Nach dem Abitur studierte er an der Deutschen Sporthochschule Köln, mit dem Abschluss Sportwissenschaftler. Von 1985 bis 1986 besuchte Schophaus die Henri-Nannen-Journalistenschule unter Wolf Schneider in Hamburg und arbeitete danach als Redakteur beim Stern. Ab 1990 war er für die Zeitschrift Sports Berichterstatter bei Olympischen Spielen und schrieb Reisereportagen.

1995 wurde er Ressortleiter in der Verlagsgruppe Milchstrasse, wo er an Zeitschriften wie Fit for Fun, Max und Amica mitwirkte. Außerdem wirkte er ab 1997 in der Redaktionsgemeinschaft Teamwork und half bei der Entwicklung der Zeitung am Sonntag und dem Fußballmagazin Hattrick.

In den Jahren 1999 bis 2002 war Schophaus Chefredakteur der Bäckerblume in Hilden.

Er veröffentlichte als Freier Journalist zahlreiche Artikel (u.a. in Zeit-Magazin, Merian, taz, Stern, Geo Saison, Max, Amica, Männer Vogue und Park Avenue) und schrieb außerdem mehrere Sachbücher zu verschiedenen Themen. Bekannt wurde er durch das erfolgreiche Buch "Im Himmel warten Bäume auf dich" (2000), das den Tod seines Sohnes Jakob beschreibt, der im Alter von 2 Jahren an Krebs erkrankte. Mit "Zu jung, um alt zu sein" (2004) schrieb er das weltweit erste Buch, das sich mit der Krankheit Progerie beschäftigt, der vorzeitigen Vergreisung im Kindesalter.

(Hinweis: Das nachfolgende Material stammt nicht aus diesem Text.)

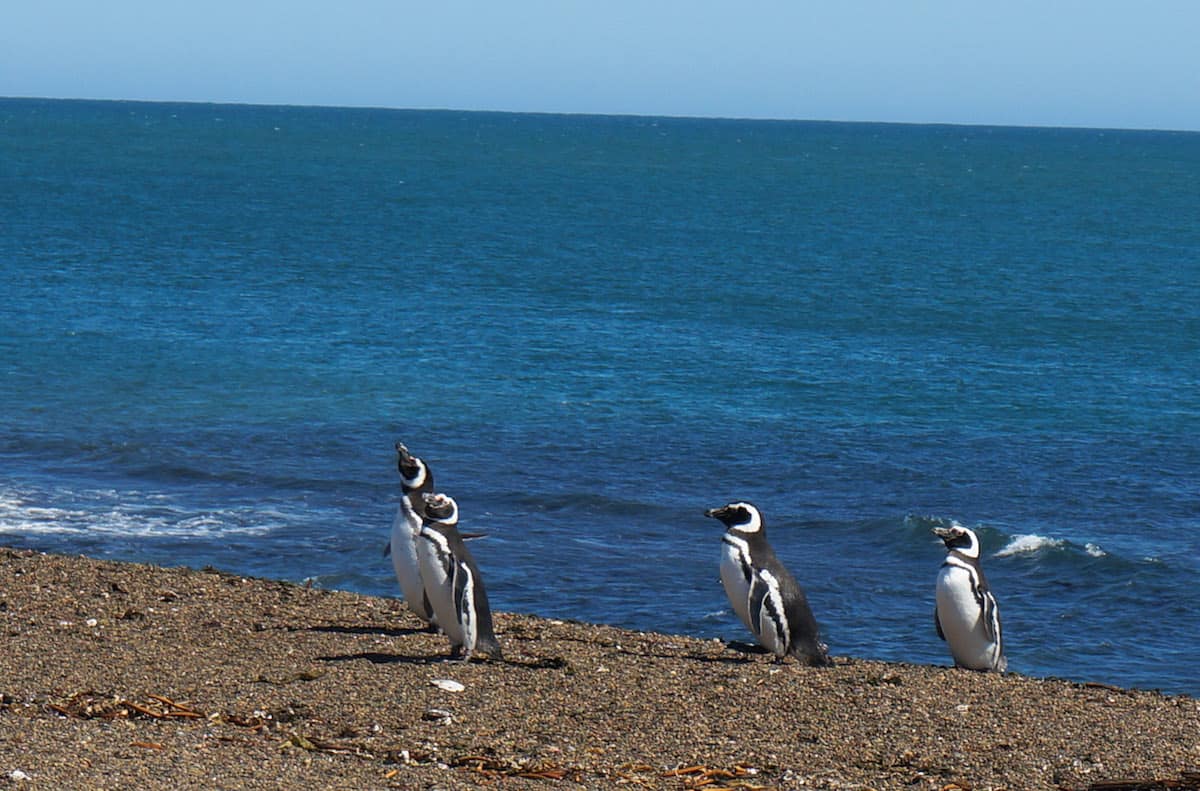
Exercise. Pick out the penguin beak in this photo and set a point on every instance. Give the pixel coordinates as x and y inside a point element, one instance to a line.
<point>943,533</point>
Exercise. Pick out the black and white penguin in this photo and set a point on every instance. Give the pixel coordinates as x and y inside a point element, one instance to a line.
<point>453,583</point>
<point>763,593</point>
<point>965,613</point>
<point>415,480</point>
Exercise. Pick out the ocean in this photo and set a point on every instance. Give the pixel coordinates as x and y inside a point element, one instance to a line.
<point>217,321</point>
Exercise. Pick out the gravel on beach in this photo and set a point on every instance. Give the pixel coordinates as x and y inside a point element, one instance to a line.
<point>119,675</point>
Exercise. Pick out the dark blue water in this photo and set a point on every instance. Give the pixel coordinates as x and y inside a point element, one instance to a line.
<point>216,321</point>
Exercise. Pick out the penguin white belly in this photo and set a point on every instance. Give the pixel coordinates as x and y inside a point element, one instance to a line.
<point>403,558</point>
<point>735,559</point>
<point>963,621</point>
<point>437,565</point>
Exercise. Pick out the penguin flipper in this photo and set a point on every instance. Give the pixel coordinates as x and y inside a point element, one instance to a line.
<point>990,617</point>
<point>465,603</point>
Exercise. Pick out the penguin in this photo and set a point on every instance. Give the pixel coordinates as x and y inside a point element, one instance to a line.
<point>965,612</point>
<point>415,480</point>
<point>453,583</point>
<point>765,595</point>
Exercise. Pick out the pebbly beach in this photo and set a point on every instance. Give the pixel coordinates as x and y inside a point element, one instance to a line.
<point>118,675</point>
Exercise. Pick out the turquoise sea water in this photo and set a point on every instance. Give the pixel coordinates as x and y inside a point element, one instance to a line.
<point>217,321</point>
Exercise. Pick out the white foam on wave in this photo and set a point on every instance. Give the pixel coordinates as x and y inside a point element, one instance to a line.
<point>29,513</point>
<point>1029,544</point>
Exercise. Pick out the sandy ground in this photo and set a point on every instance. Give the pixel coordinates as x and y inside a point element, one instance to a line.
<point>119,675</point>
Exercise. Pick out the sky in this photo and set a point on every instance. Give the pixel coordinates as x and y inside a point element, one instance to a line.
<point>1051,63</point>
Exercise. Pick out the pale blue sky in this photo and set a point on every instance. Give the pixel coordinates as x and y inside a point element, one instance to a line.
<point>1050,63</point>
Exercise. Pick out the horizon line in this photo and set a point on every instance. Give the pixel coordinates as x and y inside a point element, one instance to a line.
<point>767,119</point>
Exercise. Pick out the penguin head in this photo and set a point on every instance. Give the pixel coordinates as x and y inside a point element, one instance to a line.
<point>959,539</point>
<point>742,517</point>
<point>412,469</point>
<point>441,509</point>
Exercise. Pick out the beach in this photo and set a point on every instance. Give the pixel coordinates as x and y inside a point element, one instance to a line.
<point>118,675</point>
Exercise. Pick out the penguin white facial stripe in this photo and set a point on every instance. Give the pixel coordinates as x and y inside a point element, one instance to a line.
<point>753,525</point>
<point>418,479</point>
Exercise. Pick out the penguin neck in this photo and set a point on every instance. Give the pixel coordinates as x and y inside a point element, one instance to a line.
<point>958,558</point>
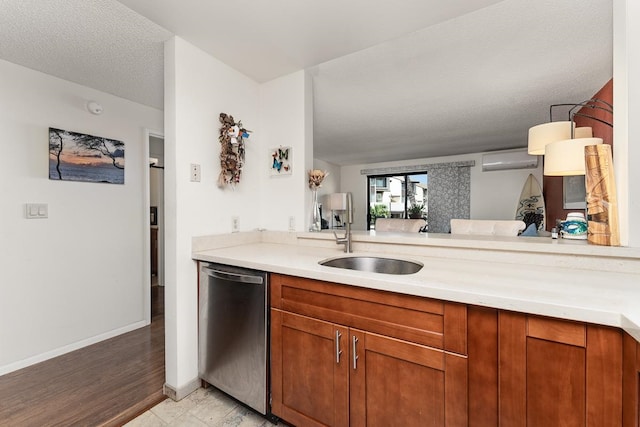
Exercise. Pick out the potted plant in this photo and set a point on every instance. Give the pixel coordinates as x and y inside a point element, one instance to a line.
<point>416,211</point>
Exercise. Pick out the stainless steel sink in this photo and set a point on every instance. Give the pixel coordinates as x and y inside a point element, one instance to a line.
<point>374,264</point>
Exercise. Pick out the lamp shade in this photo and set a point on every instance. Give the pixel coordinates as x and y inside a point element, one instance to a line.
<point>541,135</point>
<point>567,157</point>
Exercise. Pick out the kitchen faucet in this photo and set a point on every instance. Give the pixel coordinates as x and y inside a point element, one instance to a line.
<point>348,220</point>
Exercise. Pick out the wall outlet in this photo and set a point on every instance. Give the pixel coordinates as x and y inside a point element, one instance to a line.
<point>195,172</point>
<point>36,210</point>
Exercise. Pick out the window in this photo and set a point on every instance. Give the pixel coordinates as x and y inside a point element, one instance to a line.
<point>397,196</point>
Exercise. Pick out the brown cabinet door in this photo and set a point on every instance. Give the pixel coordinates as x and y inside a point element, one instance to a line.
<point>631,382</point>
<point>558,373</point>
<point>398,383</point>
<point>309,368</point>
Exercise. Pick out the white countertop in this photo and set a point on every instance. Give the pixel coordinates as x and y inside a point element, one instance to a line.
<point>585,294</point>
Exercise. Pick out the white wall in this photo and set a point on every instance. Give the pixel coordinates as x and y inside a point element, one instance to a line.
<point>284,121</point>
<point>330,184</point>
<point>626,102</point>
<point>494,195</point>
<point>76,277</point>
<point>198,88</point>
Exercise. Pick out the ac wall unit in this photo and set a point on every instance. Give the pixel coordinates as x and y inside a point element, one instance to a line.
<point>505,160</point>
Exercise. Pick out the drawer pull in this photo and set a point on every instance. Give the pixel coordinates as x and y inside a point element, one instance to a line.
<point>355,353</point>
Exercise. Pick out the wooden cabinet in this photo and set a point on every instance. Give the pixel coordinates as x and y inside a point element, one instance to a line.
<point>558,373</point>
<point>631,382</point>
<point>344,355</point>
<point>348,356</point>
<point>396,382</point>
<point>309,370</point>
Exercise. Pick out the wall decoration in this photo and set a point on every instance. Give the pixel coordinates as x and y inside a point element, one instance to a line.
<point>232,135</point>
<point>281,161</point>
<point>80,157</point>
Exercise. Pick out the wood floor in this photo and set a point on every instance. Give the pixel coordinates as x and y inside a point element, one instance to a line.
<point>105,384</point>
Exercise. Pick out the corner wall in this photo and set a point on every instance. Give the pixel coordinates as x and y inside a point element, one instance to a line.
<point>198,88</point>
<point>75,278</point>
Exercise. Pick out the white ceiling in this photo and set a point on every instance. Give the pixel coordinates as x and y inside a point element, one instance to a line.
<point>392,80</point>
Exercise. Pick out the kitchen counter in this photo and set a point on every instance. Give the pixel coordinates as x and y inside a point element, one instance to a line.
<point>563,279</point>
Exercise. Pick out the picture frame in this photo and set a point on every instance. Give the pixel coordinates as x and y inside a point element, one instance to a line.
<point>75,156</point>
<point>281,161</point>
<point>574,192</point>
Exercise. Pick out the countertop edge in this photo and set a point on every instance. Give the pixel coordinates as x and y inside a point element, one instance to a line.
<point>301,261</point>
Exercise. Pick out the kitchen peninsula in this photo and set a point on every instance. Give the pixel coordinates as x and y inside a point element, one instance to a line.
<point>518,331</point>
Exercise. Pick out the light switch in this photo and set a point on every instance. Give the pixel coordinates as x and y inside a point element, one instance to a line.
<point>36,210</point>
<point>195,172</point>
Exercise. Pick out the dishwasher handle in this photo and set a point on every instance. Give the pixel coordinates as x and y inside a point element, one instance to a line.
<point>234,277</point>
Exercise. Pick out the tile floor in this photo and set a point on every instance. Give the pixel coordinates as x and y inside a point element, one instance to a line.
<point>202,408</point>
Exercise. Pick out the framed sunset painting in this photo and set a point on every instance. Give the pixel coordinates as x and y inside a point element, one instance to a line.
<point>80,157</point>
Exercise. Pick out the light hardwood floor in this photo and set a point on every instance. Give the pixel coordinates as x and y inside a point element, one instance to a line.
<point>105,384</point>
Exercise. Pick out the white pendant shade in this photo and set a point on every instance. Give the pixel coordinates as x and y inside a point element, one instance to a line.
<point>546,133</point>
<point>567,157</point>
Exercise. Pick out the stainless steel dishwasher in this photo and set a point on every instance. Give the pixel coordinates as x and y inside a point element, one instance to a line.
<point>232,345</point>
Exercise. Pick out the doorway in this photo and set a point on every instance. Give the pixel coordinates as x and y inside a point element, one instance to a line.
<point>156,220</point>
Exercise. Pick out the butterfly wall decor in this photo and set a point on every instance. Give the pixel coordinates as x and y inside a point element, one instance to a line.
<point>281,161</point>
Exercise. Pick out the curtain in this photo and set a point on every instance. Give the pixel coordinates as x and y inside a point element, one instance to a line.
<point>449,196</point>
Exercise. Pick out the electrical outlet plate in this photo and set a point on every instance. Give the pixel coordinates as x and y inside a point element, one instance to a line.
<point>36,210</point>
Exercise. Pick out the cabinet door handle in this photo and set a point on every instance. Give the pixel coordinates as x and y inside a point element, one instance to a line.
<point>355,353</point>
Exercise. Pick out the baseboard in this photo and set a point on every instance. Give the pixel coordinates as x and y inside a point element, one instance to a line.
<point>181,392</point>
<point>5,369</point>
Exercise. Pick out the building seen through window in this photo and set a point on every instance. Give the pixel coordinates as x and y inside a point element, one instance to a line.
<point>397,196</point>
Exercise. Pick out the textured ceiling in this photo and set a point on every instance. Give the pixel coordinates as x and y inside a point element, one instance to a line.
<point>97,43</point>
<point>392,80</point>
<point>475,83</point>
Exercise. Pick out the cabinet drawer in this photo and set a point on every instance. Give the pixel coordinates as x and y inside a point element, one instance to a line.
<point>421,320</point>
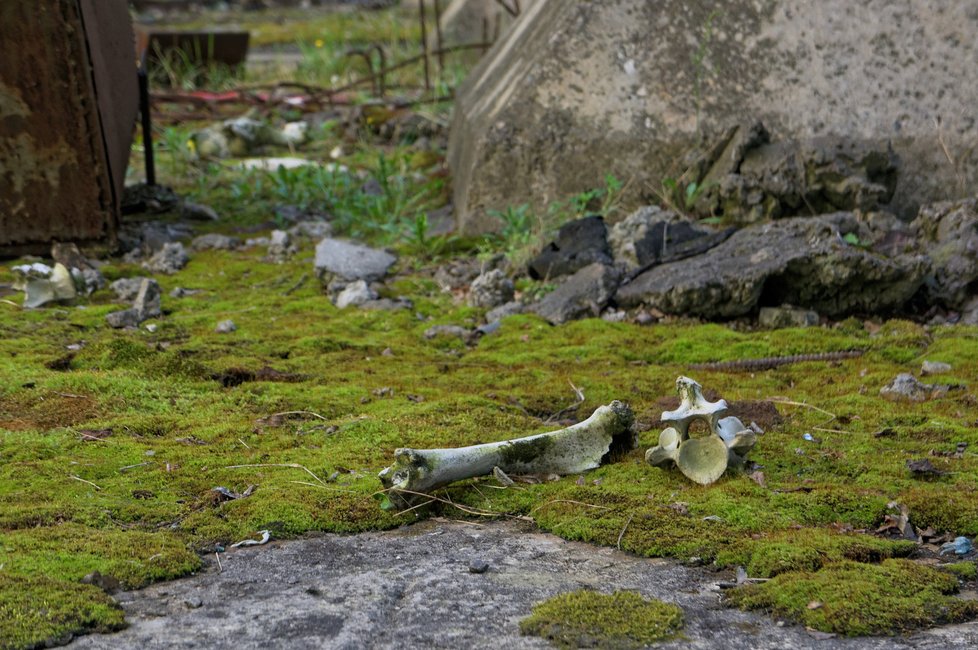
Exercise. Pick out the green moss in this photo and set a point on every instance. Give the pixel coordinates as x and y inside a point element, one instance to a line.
<point>40,612</point>
<point>858,599</point>
<point>623,619</point>
<point>964,570</point>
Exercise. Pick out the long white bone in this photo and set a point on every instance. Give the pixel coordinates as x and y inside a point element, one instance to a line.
<point>567,451</point>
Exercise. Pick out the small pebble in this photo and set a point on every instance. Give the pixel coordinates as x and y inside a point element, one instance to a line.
<point>478,566</point>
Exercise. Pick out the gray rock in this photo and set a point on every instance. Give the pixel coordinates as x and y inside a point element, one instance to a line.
<point>280,247</point>
<point>355,293</point>
<point>126,288</point>
<point>170,259</point>
<point>397,589</point>
<point>802,261</point>
<point>446,331</point>
<point>579,243</point>
<point>347,261</point>
<point>478,565</point>
<point>311,229</point>
<point>786,316</point>
<point>934,368</point>
<point>754,179</point>
<point>146,305</point>
<point>501,312</point>
<point>215,241</point>
<point>198,212</point>
<point>387,304</point>
<point>568,95</point>
<point>950,231</point>
<point>490,290</point>
<point>906,387</point>
<point>651,235</point>
<point>583,294</point>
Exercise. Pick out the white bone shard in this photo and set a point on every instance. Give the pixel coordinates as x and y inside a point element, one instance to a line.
<point>567,451</point>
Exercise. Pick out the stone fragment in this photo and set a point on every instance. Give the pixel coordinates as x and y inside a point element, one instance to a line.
<point>280,246</point>
<point>355,294</point>
<point>198,212</point>
<point>446,331</point>
<point>934,368</point>
<point>906,387</point>
<point>502,311</point>
<point>491,289</point>
<point>950,233</point>
<point>215,241</point>
<point>347,261</point>
<point>804,261</point>
<point>578,244</point>
<point>146,305</point>
<point>586,293</point>
<point>786,316</point>
<point>651,235</point>
<point>170,259</point>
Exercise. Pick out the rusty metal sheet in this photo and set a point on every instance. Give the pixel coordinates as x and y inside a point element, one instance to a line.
<point>56,171</point>
<point>111,44</point>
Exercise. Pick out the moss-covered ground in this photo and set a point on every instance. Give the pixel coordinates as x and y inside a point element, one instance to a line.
<point>589,619</point>
<point>112,442</point>
<point>109,464</point>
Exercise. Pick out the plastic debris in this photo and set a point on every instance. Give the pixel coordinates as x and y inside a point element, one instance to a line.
<point>265,536</point>
<point>960,546</point>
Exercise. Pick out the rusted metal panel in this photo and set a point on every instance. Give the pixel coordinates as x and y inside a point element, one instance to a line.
<point>67,108</point>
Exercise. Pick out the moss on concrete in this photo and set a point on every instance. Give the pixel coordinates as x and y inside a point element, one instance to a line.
<point>855,599</point>
<point>586,619</point>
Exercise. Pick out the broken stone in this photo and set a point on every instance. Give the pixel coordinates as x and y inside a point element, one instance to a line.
<point>907,387</point>
<point>951,232</point>
<point>215,241</point>
<point>702,456</point>
<point>170,259</point>
<point>447,331</point>
<point>491,289</point>
<point>804,261</point>
<point>934,368</point>
<point>786,316</point>
<point>42,284</point>
<point>651,236</point>
<point>226,327</point>
<point>198,212</point>
<point>502,311</point>
<point>347,262</point>
<point>280,247</point>
<point>579,243</point>
<point>567,451</point>
<point>586,293</point>
<point>146,305</point>
<point>355,294</point>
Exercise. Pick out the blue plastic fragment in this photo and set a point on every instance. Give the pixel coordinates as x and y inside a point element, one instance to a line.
<point>960,546</point>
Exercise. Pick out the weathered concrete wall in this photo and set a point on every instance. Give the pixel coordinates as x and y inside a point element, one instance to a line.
<point>579,89</point>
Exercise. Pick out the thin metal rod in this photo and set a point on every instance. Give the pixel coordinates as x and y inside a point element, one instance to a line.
<point>424,45</point>
<point>147,125</point>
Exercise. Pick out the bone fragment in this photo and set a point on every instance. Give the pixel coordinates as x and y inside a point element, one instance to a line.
<point>704,458</point>
<point>567,451</point>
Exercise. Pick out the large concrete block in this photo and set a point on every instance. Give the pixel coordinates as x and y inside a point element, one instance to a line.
<point>579,89</point>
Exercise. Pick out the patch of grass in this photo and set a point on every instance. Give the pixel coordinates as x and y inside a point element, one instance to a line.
<point>857,599</point>
<point>623,619</point>
<point>37,611</point>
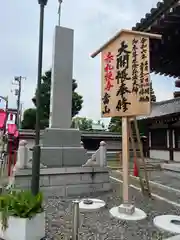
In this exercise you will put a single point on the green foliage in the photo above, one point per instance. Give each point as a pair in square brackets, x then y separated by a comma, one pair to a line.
[20, 204]
[115, 122]
[29, 117]
[82, 123]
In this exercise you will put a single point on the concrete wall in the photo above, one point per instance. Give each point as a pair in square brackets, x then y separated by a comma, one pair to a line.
[68, 181]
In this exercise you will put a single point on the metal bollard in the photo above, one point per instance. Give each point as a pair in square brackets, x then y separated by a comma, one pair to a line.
[75, 223]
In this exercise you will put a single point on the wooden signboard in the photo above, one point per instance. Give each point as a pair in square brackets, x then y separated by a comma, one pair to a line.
[125, 70]
[126, 86]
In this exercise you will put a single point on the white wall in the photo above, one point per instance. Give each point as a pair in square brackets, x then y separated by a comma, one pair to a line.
[159, 154]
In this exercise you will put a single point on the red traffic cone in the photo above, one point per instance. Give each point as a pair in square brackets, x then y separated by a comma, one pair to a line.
[135, 169]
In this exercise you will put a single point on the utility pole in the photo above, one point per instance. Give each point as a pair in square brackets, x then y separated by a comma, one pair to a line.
[18, 83]
[37, 148]
[59, 12]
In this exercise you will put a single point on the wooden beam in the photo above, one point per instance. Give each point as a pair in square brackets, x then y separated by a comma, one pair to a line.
[150, 35]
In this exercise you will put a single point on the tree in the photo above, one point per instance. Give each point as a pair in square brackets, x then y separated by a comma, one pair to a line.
[115, 122]
[83, 124]
[29, 117]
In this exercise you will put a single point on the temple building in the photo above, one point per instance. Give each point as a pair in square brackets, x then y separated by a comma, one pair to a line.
[163, 125]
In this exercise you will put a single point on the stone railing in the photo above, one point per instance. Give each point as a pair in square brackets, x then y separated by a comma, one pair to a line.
[98, 158]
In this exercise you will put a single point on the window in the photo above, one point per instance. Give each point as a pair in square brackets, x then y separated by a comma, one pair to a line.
[159, 138]
[177, 137]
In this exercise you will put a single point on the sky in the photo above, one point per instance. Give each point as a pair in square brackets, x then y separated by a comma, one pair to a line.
[94, 22]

Von 2006 bis 2011 arbeitete Michael Schophaus als Textchef für das Lufthansa-Magazin. Heute ist er wieder frei tätig, u.a. als Berater beim Hamburger Verlag Hoffmann & Campe.

Schophaus lebt in Hamburg und Langenfeld bei Köln, ist verheiratet und hat zwei Kinder.

Kritik[Bearbeiten | Quelltext bearbeiten]

Wegen seiner Tätigkeit für die Bäckerblume vermutete Die Woche im November 1999, dass Schophaus "mit seinem Brötchengeber so selbstironisch umgeht wie Harald Juhnke mit seinen Alkoholproblemen" und rief ihn zum "journalistischen Absteiger des Jahres" aus. Die Süddeutsche Zeitung schrieb damals "Hier ist der Spott das tägliche Brot", während ihn die Rheinische Post mit der Zeile "Die Bäckerblume lässt sich nicht knicken!" aufmunterte.